Es müssen grausamste Zeiten sein für die Angehörigen der rund 200 aus Israel verschleppten Geiseln der Hamas. Bangen. Hoffen auf ein Lebenszeichen ihrer Lieben, die nichts verbrochen haben und sich jetzt in der Gewalt der Terroristen befinden.
Längst nicht nur Israelis haben die Angreifer aus den Kibbuzen, grenznahen Ortschaften und von einem Rave-Festival in der Negev-Wüste entführt. Menschen aus allen Ecken der Welt sind unter ihnen: Franzosen, Deutsche, Österreicher, US-Amerikaner, Menschen aus Kanada, den Philippinen, der Ukraine. Insgesamt zählt die israelische Regierung 41 Nationalitäten.
Wenig war bislang vom Verbleib der Menschen zu hören. Einige der Entführten sollen bei einem Luftangriff ums Leben gekommen sein. Ob das stimmt, weiß vermutlich nur die Hamas selbst.
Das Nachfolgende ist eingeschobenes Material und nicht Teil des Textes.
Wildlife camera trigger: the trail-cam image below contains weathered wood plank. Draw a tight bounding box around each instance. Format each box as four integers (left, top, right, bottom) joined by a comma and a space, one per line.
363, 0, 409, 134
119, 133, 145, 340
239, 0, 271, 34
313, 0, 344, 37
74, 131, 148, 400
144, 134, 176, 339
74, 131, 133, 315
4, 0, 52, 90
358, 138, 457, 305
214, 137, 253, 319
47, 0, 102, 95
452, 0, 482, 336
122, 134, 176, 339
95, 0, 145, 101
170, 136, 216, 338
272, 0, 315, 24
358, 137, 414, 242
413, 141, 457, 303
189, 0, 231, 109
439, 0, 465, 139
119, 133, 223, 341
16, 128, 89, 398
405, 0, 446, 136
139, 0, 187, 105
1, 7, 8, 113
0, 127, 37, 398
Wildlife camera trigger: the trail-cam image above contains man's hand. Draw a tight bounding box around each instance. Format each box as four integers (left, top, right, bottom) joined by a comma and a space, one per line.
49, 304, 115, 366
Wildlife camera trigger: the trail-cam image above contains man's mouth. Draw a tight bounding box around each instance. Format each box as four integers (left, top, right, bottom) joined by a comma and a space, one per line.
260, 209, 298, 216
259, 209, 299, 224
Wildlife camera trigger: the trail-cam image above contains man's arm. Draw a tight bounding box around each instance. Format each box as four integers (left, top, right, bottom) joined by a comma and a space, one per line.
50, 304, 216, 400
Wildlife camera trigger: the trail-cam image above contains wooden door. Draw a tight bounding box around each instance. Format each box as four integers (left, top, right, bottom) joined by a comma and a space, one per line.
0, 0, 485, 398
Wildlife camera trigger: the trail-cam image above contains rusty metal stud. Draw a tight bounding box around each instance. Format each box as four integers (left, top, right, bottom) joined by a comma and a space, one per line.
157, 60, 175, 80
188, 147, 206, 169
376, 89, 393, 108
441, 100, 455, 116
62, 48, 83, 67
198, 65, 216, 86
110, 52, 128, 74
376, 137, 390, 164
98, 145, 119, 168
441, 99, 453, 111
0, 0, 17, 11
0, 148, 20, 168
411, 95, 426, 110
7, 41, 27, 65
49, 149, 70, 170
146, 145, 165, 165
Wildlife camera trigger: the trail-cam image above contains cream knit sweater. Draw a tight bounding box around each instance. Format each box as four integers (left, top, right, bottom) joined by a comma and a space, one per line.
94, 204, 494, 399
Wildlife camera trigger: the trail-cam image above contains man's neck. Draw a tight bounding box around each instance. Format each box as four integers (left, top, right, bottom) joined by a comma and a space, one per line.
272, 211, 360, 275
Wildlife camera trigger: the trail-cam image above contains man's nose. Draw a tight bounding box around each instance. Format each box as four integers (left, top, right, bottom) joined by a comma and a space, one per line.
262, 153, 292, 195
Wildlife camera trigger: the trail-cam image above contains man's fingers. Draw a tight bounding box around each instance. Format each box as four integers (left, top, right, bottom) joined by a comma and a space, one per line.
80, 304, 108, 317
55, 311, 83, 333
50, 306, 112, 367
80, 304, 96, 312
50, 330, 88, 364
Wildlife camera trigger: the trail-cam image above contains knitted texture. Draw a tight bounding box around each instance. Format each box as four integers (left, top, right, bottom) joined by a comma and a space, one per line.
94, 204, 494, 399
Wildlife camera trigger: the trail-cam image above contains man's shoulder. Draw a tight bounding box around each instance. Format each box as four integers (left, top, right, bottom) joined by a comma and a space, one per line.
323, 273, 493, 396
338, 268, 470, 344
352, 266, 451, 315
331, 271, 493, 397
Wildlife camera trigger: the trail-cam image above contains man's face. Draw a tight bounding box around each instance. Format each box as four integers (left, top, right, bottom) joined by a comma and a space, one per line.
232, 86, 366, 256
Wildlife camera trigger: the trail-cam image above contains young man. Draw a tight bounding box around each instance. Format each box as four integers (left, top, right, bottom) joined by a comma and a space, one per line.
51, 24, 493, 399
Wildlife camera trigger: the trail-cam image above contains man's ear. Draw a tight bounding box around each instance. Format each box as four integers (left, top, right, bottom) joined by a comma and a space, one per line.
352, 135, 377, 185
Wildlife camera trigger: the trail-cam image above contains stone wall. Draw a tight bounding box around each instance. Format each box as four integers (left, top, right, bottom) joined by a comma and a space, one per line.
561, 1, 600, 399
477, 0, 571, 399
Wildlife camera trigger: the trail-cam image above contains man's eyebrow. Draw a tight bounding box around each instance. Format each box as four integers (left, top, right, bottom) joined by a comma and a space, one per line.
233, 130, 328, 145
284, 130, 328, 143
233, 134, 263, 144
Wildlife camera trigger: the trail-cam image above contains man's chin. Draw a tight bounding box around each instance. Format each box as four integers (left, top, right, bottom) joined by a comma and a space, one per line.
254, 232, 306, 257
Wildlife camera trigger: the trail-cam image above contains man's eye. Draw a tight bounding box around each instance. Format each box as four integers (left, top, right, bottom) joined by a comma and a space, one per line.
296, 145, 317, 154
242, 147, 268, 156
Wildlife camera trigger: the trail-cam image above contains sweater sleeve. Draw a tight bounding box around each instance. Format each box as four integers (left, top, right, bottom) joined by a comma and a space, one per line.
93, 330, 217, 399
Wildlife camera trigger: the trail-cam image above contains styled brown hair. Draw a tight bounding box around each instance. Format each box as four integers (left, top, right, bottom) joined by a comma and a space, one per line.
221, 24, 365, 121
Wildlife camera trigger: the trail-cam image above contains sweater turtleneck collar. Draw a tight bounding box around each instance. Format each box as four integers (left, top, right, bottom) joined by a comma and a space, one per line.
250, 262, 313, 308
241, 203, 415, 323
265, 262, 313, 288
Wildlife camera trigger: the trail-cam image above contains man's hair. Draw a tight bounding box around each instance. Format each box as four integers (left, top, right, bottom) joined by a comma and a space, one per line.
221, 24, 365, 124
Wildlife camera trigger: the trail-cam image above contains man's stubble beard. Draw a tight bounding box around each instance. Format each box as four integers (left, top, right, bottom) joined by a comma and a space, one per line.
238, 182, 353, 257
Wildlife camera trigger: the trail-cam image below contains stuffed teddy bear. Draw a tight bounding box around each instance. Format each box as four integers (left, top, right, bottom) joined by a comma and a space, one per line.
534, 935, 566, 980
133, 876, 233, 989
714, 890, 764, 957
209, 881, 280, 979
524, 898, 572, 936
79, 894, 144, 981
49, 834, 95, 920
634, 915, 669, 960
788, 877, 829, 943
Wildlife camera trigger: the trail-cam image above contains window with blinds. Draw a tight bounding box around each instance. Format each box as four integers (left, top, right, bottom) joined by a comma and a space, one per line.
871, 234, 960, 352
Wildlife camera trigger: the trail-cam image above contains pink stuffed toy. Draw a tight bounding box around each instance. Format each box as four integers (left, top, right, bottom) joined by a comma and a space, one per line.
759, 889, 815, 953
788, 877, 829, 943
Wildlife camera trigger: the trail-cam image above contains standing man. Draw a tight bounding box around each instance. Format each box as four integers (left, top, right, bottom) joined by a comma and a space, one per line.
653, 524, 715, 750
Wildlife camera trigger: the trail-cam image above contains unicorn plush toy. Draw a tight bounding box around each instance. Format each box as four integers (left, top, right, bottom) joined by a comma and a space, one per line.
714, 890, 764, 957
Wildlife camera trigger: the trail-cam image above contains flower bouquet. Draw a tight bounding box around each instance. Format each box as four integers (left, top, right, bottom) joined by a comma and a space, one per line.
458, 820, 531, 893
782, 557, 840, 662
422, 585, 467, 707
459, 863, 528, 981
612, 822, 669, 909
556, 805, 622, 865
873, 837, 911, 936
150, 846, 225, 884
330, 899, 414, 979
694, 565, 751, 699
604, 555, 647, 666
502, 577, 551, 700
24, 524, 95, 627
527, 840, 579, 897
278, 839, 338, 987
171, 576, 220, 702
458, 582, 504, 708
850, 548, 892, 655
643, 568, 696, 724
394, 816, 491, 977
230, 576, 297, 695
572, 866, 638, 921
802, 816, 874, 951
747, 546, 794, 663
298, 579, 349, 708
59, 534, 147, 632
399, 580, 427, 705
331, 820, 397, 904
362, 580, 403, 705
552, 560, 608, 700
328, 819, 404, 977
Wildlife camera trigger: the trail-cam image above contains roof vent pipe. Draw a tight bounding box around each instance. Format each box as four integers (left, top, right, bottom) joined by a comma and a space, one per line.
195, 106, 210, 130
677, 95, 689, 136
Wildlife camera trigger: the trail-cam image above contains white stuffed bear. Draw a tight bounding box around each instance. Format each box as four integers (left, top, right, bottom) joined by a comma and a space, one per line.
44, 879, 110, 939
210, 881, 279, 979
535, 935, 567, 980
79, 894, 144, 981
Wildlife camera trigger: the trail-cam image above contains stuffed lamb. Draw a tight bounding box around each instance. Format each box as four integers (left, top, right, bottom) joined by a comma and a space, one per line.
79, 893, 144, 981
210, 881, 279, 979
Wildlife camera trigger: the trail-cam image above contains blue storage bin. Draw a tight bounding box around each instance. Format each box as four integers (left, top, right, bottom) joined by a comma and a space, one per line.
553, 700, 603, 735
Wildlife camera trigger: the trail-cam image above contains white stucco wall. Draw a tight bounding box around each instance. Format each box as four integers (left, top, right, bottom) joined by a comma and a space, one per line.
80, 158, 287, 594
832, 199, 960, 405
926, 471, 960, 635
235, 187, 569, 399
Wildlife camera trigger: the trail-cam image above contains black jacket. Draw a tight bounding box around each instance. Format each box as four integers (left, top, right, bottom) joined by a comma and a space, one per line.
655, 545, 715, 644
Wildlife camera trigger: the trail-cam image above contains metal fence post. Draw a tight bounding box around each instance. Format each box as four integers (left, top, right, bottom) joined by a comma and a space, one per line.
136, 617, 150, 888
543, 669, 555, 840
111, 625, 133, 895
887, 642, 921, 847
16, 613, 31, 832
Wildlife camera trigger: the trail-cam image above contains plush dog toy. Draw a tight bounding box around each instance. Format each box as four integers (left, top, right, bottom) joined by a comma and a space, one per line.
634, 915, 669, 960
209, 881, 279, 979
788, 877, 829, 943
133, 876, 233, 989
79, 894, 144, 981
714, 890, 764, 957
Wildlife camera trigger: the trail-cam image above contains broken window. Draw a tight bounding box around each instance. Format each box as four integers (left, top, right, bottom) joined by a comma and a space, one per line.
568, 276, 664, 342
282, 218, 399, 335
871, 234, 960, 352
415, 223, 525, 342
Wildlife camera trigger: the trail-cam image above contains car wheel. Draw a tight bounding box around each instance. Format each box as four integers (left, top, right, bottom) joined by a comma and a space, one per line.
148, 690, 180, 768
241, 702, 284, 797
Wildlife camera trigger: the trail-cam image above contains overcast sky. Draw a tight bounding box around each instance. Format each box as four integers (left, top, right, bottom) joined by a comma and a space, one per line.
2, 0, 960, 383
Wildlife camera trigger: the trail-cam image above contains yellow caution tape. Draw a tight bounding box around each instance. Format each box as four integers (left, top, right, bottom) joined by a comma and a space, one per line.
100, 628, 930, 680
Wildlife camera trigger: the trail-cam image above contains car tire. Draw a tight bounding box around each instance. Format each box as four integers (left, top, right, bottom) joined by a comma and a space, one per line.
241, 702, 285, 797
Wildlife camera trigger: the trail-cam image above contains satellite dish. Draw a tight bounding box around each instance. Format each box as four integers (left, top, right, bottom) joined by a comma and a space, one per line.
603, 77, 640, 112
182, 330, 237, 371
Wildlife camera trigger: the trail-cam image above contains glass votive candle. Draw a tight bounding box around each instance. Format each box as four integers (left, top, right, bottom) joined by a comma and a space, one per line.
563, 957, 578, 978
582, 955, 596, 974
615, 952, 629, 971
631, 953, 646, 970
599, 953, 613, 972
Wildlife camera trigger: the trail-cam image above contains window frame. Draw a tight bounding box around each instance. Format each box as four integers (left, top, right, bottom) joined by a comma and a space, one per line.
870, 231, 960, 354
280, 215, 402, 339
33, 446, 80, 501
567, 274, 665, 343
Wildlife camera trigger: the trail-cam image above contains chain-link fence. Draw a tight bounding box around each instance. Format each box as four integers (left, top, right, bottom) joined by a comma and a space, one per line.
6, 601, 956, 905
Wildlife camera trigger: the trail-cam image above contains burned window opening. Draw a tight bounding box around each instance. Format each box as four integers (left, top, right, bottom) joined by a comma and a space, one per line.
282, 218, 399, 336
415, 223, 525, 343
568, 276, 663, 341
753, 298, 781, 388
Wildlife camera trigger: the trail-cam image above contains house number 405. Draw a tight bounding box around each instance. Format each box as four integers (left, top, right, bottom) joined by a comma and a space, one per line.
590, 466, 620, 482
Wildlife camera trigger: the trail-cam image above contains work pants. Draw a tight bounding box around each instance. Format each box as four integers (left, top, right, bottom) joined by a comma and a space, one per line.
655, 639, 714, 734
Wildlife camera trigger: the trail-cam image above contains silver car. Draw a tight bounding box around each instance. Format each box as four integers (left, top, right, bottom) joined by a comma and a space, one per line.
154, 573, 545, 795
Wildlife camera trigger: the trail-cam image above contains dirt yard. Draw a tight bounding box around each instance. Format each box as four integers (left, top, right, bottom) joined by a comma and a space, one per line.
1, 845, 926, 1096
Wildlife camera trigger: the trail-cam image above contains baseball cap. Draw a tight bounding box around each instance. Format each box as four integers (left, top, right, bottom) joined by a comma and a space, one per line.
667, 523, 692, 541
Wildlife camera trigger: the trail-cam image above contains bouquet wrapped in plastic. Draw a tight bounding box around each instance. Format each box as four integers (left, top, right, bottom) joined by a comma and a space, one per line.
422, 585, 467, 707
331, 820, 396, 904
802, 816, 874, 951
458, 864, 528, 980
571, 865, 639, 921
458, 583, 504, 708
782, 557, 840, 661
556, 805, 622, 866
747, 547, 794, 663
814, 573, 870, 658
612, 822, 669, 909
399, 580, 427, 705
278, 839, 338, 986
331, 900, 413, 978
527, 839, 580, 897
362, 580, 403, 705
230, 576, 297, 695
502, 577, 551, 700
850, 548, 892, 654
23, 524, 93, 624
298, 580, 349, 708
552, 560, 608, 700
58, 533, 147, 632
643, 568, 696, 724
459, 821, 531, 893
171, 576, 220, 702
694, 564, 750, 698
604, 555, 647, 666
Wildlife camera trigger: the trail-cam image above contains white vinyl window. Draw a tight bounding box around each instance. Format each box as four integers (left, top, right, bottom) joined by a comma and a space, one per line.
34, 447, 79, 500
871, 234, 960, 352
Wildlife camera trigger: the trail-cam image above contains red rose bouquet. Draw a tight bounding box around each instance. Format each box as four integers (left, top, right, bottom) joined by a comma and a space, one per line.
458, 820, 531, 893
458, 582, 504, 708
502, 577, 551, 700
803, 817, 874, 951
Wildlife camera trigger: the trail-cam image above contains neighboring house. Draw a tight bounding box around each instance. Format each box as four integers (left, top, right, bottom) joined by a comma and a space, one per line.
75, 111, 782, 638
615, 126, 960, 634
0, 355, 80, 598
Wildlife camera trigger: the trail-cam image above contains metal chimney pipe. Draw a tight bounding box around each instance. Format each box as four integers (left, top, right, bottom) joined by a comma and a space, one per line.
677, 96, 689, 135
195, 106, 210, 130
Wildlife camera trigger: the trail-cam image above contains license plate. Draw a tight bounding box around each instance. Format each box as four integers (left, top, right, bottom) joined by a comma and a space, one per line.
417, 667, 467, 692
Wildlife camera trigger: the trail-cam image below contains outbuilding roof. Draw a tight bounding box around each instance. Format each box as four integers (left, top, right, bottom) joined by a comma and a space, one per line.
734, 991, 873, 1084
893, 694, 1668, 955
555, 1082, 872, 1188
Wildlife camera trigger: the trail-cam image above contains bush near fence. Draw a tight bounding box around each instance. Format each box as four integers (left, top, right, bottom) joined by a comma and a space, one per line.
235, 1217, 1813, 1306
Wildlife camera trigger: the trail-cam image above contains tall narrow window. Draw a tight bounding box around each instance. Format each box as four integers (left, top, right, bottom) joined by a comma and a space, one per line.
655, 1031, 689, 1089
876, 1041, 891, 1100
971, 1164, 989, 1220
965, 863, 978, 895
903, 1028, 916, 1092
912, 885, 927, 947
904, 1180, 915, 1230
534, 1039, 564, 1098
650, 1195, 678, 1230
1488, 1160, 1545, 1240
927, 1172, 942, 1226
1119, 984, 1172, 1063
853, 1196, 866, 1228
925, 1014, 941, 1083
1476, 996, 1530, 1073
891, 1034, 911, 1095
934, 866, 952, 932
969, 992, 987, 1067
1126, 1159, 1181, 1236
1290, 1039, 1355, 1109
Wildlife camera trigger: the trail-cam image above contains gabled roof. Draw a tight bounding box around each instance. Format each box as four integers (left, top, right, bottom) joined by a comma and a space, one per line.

Hamas-Propaganda: „Alles ist in Ordnung“
Von einer ihrer Geiseln veröffentlichten die Islamisten nun ein Video. Mia Schem, 21 Jahre alt, eine Israeli mit französischem Pass, ist darin zu sehen. Das 60 Sekunden lange Video beginnt damit, wie ihre Wunden bandagiert werden, von einer Person im Off. Dann sitzt sie vor einer Teppichwand, richtet ihre Worte direkt in die Kamera.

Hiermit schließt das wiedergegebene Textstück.